In the second week of February there was a $1.5 billion inflow into US loan funds, 2.5% of total net assets, according to BAML. Indeed, average weekly inflows throughout 2013 have equalled 1.5% of total assets. Flows in Europe are starting to follow suit.
This intense focus on loans is a by-product of two things: investor nervousness around the impact on fixed income of interest rate rises and investor nervousness around bond market returns. "As there is more stress around duration risk and the fixed-income market becoming too tightly priced, loans look like terrific value – particularly in the US, where there is a greater prospect of rate rises as leading indicators are more positive," says Martin Horne, managing director at Babson Capital in London. "We were making the case for loans even when bond spreads were slightly wider than loan spreads," he says. "Bonds are largely unsecured and carry duration risk, loans are secured, with no duration risk."

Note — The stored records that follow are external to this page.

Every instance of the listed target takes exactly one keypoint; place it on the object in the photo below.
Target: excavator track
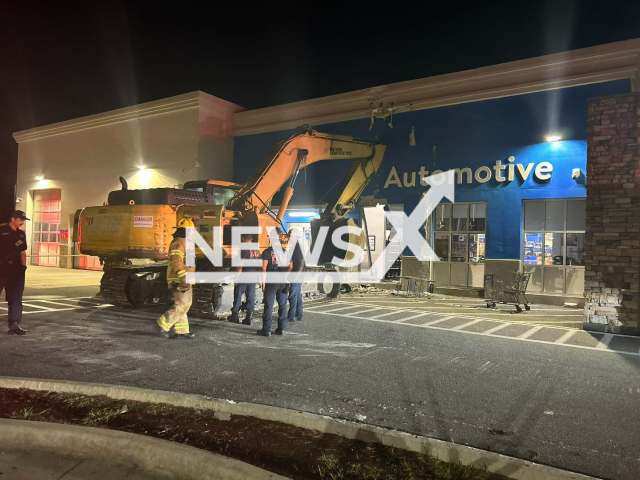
(206, 301)
(134, 286)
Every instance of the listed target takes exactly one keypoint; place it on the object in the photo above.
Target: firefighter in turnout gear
(176, 317)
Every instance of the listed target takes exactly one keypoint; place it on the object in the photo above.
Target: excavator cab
(219, 192)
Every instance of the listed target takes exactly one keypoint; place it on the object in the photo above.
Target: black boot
(184, 336)
(16, 330)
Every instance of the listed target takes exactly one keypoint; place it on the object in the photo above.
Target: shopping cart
(515, 295)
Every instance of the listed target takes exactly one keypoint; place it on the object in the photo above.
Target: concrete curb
(162, 458)
(449, 452)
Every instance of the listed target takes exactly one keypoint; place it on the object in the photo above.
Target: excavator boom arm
(299, 151)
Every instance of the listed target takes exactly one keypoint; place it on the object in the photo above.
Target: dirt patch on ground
(273, 446)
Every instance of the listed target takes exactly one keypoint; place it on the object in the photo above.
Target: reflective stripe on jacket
(177, 270)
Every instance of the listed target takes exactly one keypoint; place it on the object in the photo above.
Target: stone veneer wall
(612, 246)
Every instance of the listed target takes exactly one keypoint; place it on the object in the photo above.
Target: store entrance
(459, 241)
(46, 225)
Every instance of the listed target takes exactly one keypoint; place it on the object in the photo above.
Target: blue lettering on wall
(497, 146)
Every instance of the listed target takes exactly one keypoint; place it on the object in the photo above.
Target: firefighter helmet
(185, 223)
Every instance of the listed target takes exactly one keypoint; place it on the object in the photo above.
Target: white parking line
(434, 322)
(38, 306)
(472, 322)
(388, 313)
(499, 327)
(604, 341)
(528, 333)
(566, 336)
(341, 308)
(411, 317)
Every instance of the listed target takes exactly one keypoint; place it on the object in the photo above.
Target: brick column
(612, 246)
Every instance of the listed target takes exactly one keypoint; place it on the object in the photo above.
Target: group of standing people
(287, 295)
(174, 323)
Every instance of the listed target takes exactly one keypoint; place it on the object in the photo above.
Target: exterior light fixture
(302, 214)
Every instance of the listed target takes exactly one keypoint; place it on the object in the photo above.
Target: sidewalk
(54, 277)
(35, 464)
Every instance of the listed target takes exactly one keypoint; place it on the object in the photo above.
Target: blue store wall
(468, 135)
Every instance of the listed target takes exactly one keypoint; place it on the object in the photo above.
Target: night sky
(60, 60)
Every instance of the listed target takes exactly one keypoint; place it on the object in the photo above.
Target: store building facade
(519, 201)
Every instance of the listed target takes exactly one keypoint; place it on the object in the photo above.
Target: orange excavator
(132, 231)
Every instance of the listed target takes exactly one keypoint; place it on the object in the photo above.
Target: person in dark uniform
(13, 265)
(295, 290)
(273, 292)
(246, 289)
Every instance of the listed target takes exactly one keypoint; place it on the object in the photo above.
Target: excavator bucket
(329, 251)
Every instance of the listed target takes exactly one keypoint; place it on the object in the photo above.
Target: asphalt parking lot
(447, 367)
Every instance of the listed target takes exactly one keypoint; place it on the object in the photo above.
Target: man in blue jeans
(13, 264)
(246, 289)
(273, 292)
(295, 291)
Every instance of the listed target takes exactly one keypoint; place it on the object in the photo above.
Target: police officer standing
(273, 292)
(295, 291)
(13, 265)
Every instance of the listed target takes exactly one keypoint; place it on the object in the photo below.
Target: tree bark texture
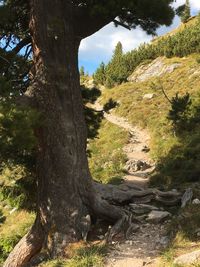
(65, 189)
(66, 193)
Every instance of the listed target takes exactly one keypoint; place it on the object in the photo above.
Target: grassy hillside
(178, 155)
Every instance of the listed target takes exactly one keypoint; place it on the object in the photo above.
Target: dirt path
(144, 247)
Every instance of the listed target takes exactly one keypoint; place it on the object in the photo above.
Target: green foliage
(180, 111)
(182, 43)
(185, 13)
(82, 71)
(89, 256)
(13, 231)
(107, 157)
(2, 217)
(116, 69)
(100, 74)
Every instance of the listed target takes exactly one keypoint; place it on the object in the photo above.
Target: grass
(13, 229)
(179, 246)
(107, 158)
(86, 256)
(178, 156)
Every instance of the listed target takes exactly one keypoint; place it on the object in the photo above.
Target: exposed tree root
(108, 205)
(120, 195)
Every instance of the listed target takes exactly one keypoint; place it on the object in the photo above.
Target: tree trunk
(65, 190)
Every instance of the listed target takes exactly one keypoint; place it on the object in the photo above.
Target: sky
(100, 46)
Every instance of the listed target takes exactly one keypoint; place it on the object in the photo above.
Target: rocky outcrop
(188, 259)
(156, 68)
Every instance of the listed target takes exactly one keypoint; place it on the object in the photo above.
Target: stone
(136, 165)
(187, 197)
(164, 240)
(196, 201)
(149, 96)
(156, 216)
(188, 259)
(156, 68)
(13, 210)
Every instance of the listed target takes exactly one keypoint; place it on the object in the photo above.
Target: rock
(156, 216)
(142, 208)
(188, 259)
(187, 197)
(164, 241)
(145, 149)
(156, 68)
(196, 201)
(136, 165)
(13, 210)
(149, 96)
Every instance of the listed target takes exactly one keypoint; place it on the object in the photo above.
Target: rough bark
(65, 190)
(66, 194)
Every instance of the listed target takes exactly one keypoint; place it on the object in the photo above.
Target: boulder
(149, 96)
(136, 165)
(156, 216)
(196, 201)
(188, 259)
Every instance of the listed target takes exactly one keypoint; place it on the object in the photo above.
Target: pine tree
(184, 11)
(53, 31)
(82, 71)
(116, 71)
(100, 75)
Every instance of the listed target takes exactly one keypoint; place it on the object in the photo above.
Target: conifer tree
(116, 71)
(53, 31)
(100, 75)
(184, 11)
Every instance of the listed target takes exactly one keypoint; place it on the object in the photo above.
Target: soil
(144, 247)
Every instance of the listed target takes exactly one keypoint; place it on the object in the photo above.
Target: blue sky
(99, 47)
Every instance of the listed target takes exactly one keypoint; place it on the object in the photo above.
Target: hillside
(142, 101)
(137, 125)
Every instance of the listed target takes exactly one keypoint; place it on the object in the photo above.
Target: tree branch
(121, 24)
(21, 44)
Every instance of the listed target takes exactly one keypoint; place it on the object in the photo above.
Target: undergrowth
(86, 256)
(107, 157)
(177, 155)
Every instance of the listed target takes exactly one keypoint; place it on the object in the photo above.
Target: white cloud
(195, 4)
(99, 47)
(102, 43)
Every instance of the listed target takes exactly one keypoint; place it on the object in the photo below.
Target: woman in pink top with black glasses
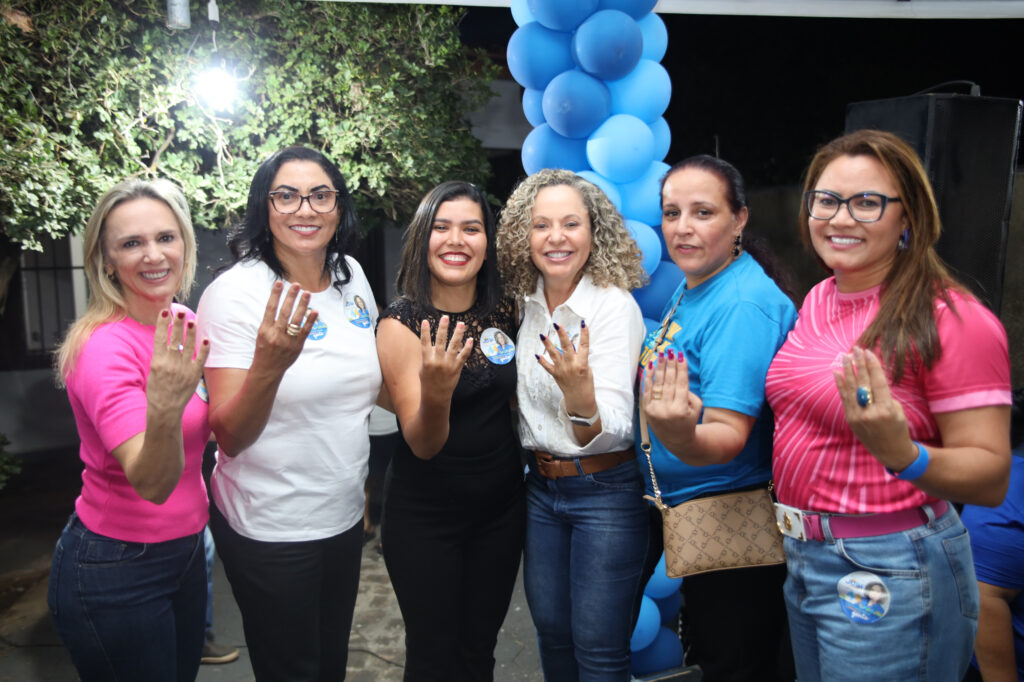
(891, 395)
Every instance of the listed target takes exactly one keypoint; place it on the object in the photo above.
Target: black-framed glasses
(322, 201)
(865, 207)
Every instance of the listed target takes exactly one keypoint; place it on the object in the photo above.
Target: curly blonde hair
(614, 257)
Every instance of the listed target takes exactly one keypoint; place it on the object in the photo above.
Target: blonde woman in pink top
(127, 589)
(891, 397)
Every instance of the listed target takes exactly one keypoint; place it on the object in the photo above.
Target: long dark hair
(735, 197)
(414, 272)
(251, 239)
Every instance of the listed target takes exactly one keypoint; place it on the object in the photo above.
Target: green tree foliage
(92, 92)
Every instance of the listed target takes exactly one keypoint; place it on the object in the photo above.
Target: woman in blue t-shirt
(713, 433)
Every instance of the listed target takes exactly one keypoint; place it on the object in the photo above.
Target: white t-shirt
(302, 479)
(615, 336)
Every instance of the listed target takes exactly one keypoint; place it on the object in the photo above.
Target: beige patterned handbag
(728, 530)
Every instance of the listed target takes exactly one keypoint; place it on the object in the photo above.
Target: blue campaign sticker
(318, 330)
(201, 390)
(863, 597)
(497, 346)
(356, 311)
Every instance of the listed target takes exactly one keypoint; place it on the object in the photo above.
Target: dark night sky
(771, 89)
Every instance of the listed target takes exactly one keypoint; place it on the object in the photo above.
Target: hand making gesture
(176, 368)
(442, 359)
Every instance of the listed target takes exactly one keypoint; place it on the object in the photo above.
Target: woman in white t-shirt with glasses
(291, 388)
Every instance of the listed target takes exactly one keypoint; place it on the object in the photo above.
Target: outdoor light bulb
(216, 89)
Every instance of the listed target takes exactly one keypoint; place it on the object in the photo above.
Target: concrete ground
(34, 508)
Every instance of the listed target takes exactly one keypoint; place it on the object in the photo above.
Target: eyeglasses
(322, 201)
(865, 207)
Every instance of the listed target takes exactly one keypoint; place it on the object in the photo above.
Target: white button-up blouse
(616, 332)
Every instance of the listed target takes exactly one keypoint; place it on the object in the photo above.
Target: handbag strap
(644, 433)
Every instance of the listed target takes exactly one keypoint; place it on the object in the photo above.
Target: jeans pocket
(893, 555)
(53, 587)
(100, 550)
(962, 562)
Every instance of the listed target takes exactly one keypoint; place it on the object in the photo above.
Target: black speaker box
(969, 146)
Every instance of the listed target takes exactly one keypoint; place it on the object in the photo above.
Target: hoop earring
(904, 241)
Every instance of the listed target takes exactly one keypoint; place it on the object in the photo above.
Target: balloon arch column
(595, 93)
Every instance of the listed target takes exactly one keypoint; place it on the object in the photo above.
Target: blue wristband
(916, 468)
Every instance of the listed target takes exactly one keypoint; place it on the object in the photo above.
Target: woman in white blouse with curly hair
(569, 261)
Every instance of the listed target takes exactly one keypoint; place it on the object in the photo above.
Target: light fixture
(215, 87)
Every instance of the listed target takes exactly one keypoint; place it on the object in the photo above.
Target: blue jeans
(922, 628)
(128, 610)
(586, 541)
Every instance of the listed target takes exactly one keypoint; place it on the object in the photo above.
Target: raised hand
(877, 419)
(285, 328)
(176, 367)
(668, 400)
(570, 370)
(442, 359)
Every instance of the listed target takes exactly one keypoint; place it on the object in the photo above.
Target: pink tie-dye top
(817, 463)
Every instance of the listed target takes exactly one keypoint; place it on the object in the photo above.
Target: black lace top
(480, 428)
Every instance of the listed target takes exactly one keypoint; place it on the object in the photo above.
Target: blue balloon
(650, 247)
(606, 185)
(642, 197)
(635, 8)
(546, 148)
(669, 607)
(621, 148)
(665, 652)
(644, 92)
(648, 623)
(663, 137)
(574, 103)
(537, 54)
(531, 105)
(651, 325)
(521, 13)
(655, 36)
(608, 44)
(561, 15)
(652, 300)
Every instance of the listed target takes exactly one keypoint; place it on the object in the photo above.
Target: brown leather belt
(559, 467)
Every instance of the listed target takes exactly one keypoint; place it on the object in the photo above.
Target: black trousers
(734, 623)
(296, 600)
(453, 567)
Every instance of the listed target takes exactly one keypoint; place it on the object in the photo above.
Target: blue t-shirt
(728, 328)
(997, 545)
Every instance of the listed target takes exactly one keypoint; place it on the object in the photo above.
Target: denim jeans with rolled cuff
(586, 542)
(931, 614)
(129, 610)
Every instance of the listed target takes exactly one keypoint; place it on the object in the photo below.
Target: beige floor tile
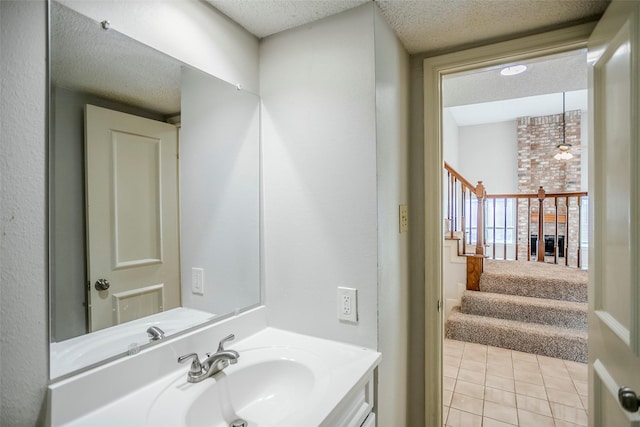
(471, 376)
(525, 365)
(507, 414)
(470, 389)
(488, 422)
(446, 397)
(501, 397)
(502, 383)
(550, 361)
(527, 376)
(533, 404)
(582, 387)
(518, 355)
(560, 423)
(577, 369)
(562, 384)
(555, 371)
(449, 383)
(472, 365)
(467, 403)
(459, 418)
(493, 387)
(585, 402)
(451, 361)
(532, 390)
(568, 413)
(564, 398)
(450, 371)
(499, 351)
(505, 371)
(531, 419)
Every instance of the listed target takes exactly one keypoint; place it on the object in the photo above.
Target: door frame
(434, 68)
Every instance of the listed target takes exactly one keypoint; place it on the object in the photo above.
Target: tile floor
(494, 387)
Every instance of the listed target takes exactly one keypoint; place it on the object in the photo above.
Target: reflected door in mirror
(132, 216)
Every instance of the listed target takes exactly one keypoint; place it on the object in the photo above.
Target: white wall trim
(434, 68)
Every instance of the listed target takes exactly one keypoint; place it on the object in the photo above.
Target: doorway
(434, 70)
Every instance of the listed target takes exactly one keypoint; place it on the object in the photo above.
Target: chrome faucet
(213, 364)
(155, 333)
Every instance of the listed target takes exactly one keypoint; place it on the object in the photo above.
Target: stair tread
(547, 340)
(527, 300)
(456, 315)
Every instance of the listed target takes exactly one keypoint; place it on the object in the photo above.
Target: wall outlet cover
(348, 304)
(197, 281)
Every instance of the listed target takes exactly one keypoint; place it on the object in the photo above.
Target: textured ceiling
(422, 25)
(88, 59)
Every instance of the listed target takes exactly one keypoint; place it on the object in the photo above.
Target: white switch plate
(197, 281)
(347, 304)
(404, 218)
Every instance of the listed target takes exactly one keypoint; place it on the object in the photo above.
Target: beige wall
(24, 346)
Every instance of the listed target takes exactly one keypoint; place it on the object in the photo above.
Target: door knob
(628, 399)
(102, 284)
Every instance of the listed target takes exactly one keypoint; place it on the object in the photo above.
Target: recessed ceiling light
(513, 70)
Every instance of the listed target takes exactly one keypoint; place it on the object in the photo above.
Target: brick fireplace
(537, 141)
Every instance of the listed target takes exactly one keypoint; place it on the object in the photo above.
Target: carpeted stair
(526, 306)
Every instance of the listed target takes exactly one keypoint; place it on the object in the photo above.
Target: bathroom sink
(270, 386)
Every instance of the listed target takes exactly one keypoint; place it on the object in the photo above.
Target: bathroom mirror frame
(123, 352)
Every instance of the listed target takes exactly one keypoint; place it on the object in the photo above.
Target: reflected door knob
(102, 284)
(628, 399)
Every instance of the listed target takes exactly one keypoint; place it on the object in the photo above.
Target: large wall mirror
(154, 195)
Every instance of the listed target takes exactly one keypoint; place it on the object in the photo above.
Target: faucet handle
(230, 337)
(196, 367)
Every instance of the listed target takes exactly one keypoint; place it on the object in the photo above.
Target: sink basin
(271, 386)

Tripp Smith, senior managing director at the Blackstone Group and a founder of GSO Capital Partners, believes, however, that the market momentum is simply the by-product of the irrational pricing in leveraged finance. "If both products are offering similar yields, as they are at the moment, then investors should move into loans from high-yield bonds as they are senior in the structure and floating rate," he says, warning that, "investors are chasing yield in the high-yield market hoping that they can be the first one out if rates start to increase."